また、現金及び現金同等物の期末残高は、翌月以降の資金繰り見込みを踏まえて期末時点の必要水準を確保した残高となるよう、借入金返済とのバランスを考慮しております。 株主還元については経営における重要課題の一つと考えており、連結株主資本配当率(DOE)に基づく安定配当を行う方針です。当社の配当政策については、「第4 提出会社の状況 3 配当政策」をご確認ください。
b. 資本の財源及び資金の流動性に関する情報当社グループの資本の財源は、自己資金及び金融機関からの借入であります。借入に関しましては、運転資金は主に短期借入金で、設備資金は主に長期借入金で調達しております。運転資金需要のうち主なものは、養殖事業における飼料代金、国内加工事業及び海外加工事業における原料仕入代金、海外卸売事業における商品仕入代金であります。設備資金需要のうち主なものは、養殖施設(冷凍設備や船等含む)や、国内加工工場(裁断機や浄化設備等)の設備投資代金であります。 当社グループでは、事業活動を円滑に行うため、金融機関との当座貸越契約等を利用し、実需に応じた資金調達を実施し、流動性を確保しております。当面の資金繰りのための資金は十分に確保していると判断しております。
③
重要な会計上の見積及び当該見積りに用いた仮定当社グループの連結財務諸表は、わが国において一般に公正妥当と認められる会計基準に基づき作成されております。連結財務諸表を作成するにあたって、棚卸資産の評価、固定資産の減損、繰延税金資産の回収可能性等の資産、負債、収益及び費用に影響を及ぼす見積り及び仮定を用いております。これらは、過去の実績や将来の事業計画等に基づき合理的に算出しておりますが、見積りの不確実性から実際の結果と異なる可能性があります。
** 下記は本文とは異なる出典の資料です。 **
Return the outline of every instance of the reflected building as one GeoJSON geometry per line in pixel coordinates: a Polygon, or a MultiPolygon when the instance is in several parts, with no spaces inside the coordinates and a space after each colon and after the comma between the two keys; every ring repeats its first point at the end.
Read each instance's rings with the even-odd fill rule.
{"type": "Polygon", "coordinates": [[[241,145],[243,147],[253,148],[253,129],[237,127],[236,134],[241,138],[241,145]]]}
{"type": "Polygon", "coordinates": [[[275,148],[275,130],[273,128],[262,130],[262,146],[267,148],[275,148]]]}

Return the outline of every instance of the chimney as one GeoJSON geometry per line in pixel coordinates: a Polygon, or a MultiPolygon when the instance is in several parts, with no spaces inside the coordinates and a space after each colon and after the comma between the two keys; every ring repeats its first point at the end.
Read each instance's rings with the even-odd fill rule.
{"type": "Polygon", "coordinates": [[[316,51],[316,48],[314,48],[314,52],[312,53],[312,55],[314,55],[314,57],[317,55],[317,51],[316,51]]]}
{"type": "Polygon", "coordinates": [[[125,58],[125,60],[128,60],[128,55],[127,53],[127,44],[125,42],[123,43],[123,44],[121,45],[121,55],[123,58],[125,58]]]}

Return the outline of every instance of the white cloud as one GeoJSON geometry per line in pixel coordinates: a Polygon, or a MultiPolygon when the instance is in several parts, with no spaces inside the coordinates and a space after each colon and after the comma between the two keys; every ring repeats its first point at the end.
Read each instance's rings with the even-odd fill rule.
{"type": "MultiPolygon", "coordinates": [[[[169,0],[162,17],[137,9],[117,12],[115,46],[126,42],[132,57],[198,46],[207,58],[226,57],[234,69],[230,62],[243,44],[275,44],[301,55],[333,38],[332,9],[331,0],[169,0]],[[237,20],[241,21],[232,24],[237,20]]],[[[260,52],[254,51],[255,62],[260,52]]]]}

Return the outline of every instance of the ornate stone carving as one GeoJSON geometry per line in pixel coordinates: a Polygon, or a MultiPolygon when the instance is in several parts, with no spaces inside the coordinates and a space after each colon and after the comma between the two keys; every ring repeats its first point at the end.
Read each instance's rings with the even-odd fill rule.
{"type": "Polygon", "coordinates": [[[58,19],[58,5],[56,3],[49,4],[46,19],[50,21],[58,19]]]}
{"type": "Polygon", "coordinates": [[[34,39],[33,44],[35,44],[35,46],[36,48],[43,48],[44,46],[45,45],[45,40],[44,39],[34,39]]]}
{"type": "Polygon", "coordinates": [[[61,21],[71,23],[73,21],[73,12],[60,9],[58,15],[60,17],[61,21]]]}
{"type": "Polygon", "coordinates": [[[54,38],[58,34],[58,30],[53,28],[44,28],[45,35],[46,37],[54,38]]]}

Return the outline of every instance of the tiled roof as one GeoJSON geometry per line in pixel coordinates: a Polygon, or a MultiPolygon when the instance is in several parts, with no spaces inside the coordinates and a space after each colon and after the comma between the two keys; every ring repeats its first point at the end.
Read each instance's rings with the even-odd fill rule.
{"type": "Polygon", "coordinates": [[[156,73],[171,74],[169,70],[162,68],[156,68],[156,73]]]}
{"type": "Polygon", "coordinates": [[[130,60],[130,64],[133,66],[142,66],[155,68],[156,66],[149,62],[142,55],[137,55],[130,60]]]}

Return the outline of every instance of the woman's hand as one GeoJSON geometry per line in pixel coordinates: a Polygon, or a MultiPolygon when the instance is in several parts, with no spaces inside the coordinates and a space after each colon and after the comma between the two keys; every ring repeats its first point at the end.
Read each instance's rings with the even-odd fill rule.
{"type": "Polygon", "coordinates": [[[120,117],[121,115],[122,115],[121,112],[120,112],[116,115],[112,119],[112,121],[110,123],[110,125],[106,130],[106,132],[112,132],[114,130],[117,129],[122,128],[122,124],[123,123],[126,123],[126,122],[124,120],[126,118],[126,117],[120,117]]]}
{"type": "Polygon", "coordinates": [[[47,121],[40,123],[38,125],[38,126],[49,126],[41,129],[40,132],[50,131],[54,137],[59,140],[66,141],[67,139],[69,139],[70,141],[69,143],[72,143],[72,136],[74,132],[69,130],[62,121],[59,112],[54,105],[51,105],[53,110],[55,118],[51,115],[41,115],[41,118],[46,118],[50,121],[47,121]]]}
また、海外子会社における生物資産評価については、生物資産を公正価値で測定し、取得価額との差額を損益(売上原価の繰入または戻入)として認識しており、その測定には生物資産の正味売却価額や生存率等を見積もる必要があることから、市場の動向等により結果が大きく変動する可能性があります。当該海外子会社における生物資産評価については、「第5 経理の状況 1連結財務諸表等 (1)連結財務諸表 注記事項(重要な会計上の見積り)」に記載しております。